There’s a different perspective, viewing the materials and things that you work with on a day-to-day level in just a totally different way. But having to talk about your work with somebody who comes from a totally different angle is helpful I think whatever you do, because you have to explain it in different words and think about it in other ways. So that’s important I think.
I guess that’s not like your explaining it to other scientists or even to patients.
No, not at all. It’s more similar to explaining it to patients. But then with patients you have a whole set of sensibilities that you have to be very aware of as well. So yes, it’s different and enriching for that reason.
Anything else you want to say?
Having said that it’s all on the same timescales as we’re used to, I do have a certain sense of impatience at really, really wanting things to move now to the next level. I feel that we’ve done some really good work. Well certainly the artists have done most of it. But we’ve helped with what should the project be. I think I’m itching now to actually do it.
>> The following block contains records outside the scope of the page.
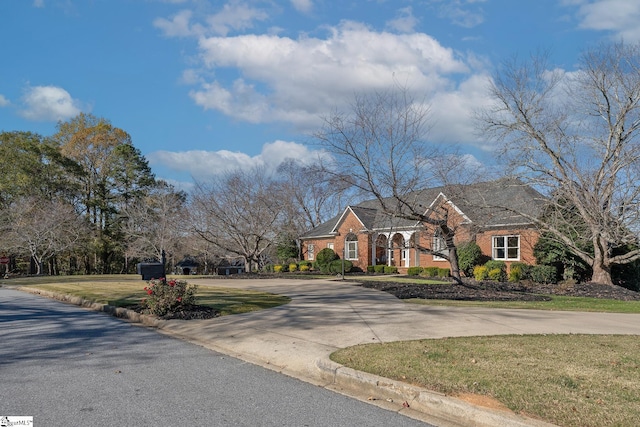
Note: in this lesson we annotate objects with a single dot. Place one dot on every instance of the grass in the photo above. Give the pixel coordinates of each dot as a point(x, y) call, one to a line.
point(568, 380)
point(416, 280)
point(126, 290)
point(558, 303)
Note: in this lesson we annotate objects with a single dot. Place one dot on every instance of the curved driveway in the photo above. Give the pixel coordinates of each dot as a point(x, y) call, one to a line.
point(325, 315)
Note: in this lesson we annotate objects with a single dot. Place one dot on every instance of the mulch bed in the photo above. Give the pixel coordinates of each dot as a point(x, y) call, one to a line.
point(189, 312)
point(472, 290)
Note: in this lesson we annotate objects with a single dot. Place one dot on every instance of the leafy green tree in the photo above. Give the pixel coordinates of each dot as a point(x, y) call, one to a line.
point(324, 258)
point(113, 174)
point(576, 136)
point(469, 255)
point(32, 165)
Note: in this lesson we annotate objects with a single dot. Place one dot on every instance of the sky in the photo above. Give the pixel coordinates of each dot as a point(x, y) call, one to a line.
point(205, 86)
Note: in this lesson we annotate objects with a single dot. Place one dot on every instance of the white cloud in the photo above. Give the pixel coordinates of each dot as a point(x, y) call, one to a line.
point(178, 26)
point(405, 22)
point(303, 6)
point(49, 103)
point(619, 16)
point(206, 164)
point(298, 80)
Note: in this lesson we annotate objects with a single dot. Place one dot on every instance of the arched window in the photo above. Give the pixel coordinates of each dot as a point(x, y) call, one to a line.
point(439, 247)
point(351, 247)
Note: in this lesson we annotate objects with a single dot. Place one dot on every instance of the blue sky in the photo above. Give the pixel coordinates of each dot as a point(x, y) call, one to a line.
point(203, 86)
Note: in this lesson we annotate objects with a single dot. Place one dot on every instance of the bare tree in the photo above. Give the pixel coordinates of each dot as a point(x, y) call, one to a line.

What do you think this project should be?
Two different things. With Alec’s project I’m looking forward to seeing how the patients respond. Much more than what’s the output going to be, that’s what I’m looking forward to. With Iain and the Lab, we’ve had a little taste of what kind of things could be generated from our raw material. I want to see where that goes. So in that one I think I probably am more interested in the outputs, the traditional outputs. But also interested to see how the people working in the lab respond to the whole project, because I almost feel like I almost imposed that on them a little bit, whereas the clinical team were involved right from the beginning.